[ih] birth of the Internet?
Ofer Inbar
cos at aaaaa.org
Thu Oct 28 09:44:01 PDT 2010
Miles Fidelman <mfidelman at meetinghouse.net> wrote:
> I've been part of an interesting discussion, on another list, that's led
> to the question of when the Internet was actually "born."
>
> Was it:
> - when the ARPANET moved from NCP to TCP/IP?
> - when the ARPANET was split into two, linked backbones (ARPANET/MILNET)?
> - was there an earlier point at which IP was linking LANs across the
> ARPANET?
> - some other event?
I think there are two separate kinds of ways of looking at it:
1. Pick some criteria for what makes the Internet special, and look
for the first time something was done / existed that met them?

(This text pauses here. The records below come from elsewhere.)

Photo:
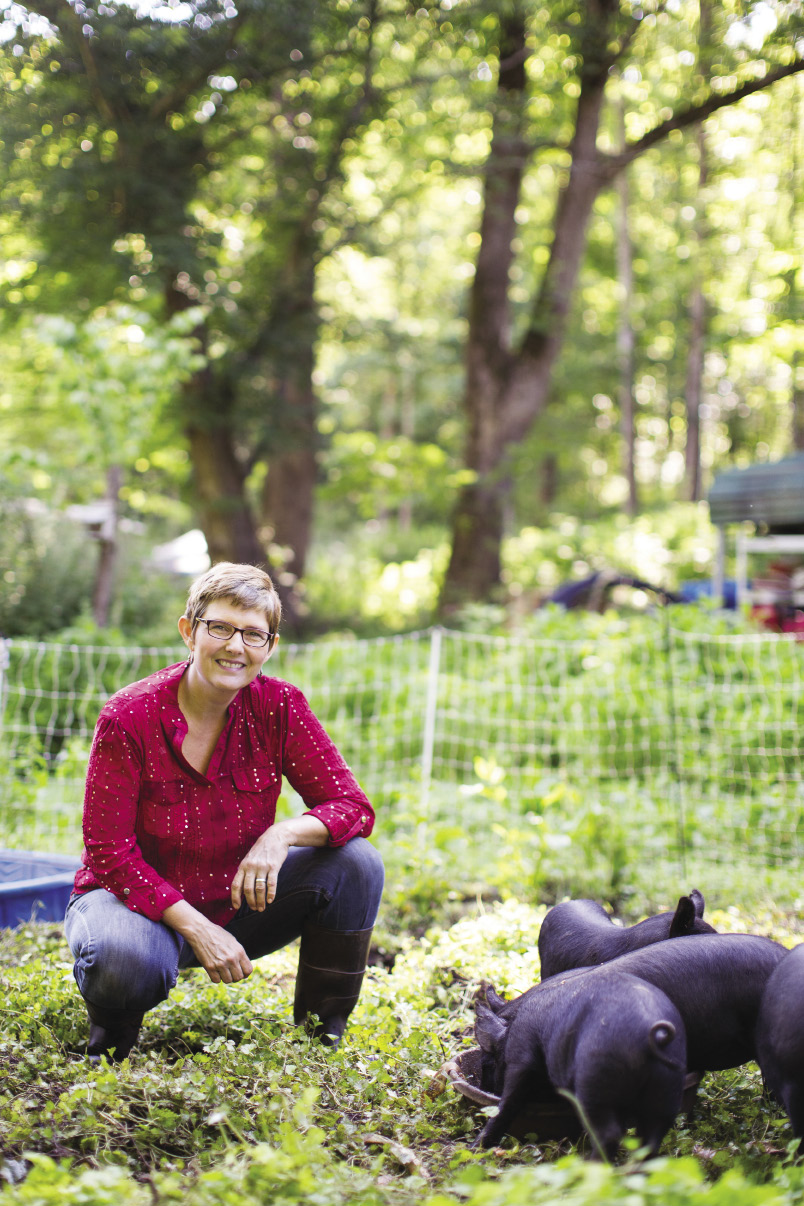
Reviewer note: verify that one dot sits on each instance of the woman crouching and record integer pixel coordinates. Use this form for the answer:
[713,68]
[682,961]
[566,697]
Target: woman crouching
[183,862]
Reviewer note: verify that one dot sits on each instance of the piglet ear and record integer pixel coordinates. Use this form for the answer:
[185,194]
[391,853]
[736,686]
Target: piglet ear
[493,1000]
[489,1030]
[684,918]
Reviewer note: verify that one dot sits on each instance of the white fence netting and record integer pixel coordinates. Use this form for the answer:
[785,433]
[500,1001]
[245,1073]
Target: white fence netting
[692,742]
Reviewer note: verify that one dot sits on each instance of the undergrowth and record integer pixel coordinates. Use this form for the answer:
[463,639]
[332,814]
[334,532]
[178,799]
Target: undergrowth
[226,1100]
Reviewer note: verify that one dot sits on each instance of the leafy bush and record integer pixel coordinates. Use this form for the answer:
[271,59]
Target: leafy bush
[226,1101]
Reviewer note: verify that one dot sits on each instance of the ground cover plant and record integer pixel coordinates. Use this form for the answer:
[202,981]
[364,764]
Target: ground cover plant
[226,1099]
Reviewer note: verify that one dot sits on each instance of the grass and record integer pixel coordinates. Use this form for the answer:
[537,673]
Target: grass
[224,1094]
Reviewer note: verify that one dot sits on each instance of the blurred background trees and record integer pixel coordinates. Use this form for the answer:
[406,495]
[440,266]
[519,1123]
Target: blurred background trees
[389,297]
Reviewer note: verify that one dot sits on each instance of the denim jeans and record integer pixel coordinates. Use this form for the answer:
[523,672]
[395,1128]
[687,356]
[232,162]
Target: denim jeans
[127,961]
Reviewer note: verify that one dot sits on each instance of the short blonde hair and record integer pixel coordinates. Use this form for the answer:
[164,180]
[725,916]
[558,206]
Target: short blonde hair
[248,586]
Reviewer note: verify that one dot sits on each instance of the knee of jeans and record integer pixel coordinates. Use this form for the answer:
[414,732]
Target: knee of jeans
[365,870]
[122,976]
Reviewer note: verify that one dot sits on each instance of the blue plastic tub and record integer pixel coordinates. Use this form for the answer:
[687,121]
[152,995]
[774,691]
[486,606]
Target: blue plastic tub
[34,884]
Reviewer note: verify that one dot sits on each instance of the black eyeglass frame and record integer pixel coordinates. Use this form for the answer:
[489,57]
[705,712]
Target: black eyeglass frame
[270,637]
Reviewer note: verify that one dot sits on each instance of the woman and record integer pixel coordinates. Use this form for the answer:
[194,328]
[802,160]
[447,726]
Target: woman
[183,861]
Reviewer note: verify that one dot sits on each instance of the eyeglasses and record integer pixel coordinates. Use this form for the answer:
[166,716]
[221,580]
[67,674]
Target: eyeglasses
[223,631]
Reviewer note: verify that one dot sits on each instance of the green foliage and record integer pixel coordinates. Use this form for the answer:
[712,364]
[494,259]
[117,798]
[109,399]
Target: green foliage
[224,1100]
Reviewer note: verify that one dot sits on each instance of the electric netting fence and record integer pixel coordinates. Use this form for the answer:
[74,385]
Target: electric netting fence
[691,743]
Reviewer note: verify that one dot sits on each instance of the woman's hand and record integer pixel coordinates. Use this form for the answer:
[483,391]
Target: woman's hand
[217,950]
[256,877]
[221,955]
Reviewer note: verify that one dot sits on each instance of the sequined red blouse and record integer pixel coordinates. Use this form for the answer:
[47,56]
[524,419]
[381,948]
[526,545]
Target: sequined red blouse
[157,831]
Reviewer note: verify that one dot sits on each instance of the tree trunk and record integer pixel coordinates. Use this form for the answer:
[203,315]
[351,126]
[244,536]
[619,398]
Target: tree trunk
[210,423]
[698,310]
[291,414]
[794,292]
[505,391]
[626,341]
[693,391]
[506,388]
[221,503]
[104,589]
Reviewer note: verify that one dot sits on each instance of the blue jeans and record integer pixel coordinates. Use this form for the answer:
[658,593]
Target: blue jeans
[127,961]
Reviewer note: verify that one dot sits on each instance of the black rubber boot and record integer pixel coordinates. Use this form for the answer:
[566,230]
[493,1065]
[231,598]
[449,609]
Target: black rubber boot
[332,965]
[112,1032]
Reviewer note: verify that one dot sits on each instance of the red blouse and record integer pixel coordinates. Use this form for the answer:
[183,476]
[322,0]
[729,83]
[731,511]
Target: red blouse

2. Trace the direct lineage of today's Internet to its organizational
or physical predecessors and see where it started. That it, what
was the birth of the thing that eventually turned into the Internet.
If you go with #1, you may pick something that was a one-shot, or that
developed into some separate entity that either got discontinued or
absorbed into the Internet long after the Internet had separately
evolved to meet your criteria. That is, the thing that you pick may
not be part of the Internet's primary direct lineage.
If you go with #2, you may pick something that did *not* develop its
unique Internet-qualifying aspects until after they had all been done
by someone else somewhere else.
I think #2 is a better fit for the question, but that implies that
picking some key criteria of technical achievement blindly and then
looking for the first occurrence of that in history is the wrong
approach.
That aside, though, if I have to pick what makes the Internet the
Internet, I'd go with: allowing multiple computer networks under
*separate, independent administration* to connect and support the same
set of common protocols and apps across them. Where "multiple" isn't
just two, who work out their own unique bilateral; I mean that it lets
more than two accomplish this goal in similar ways without having to
work out new technical means of doing so for each pair.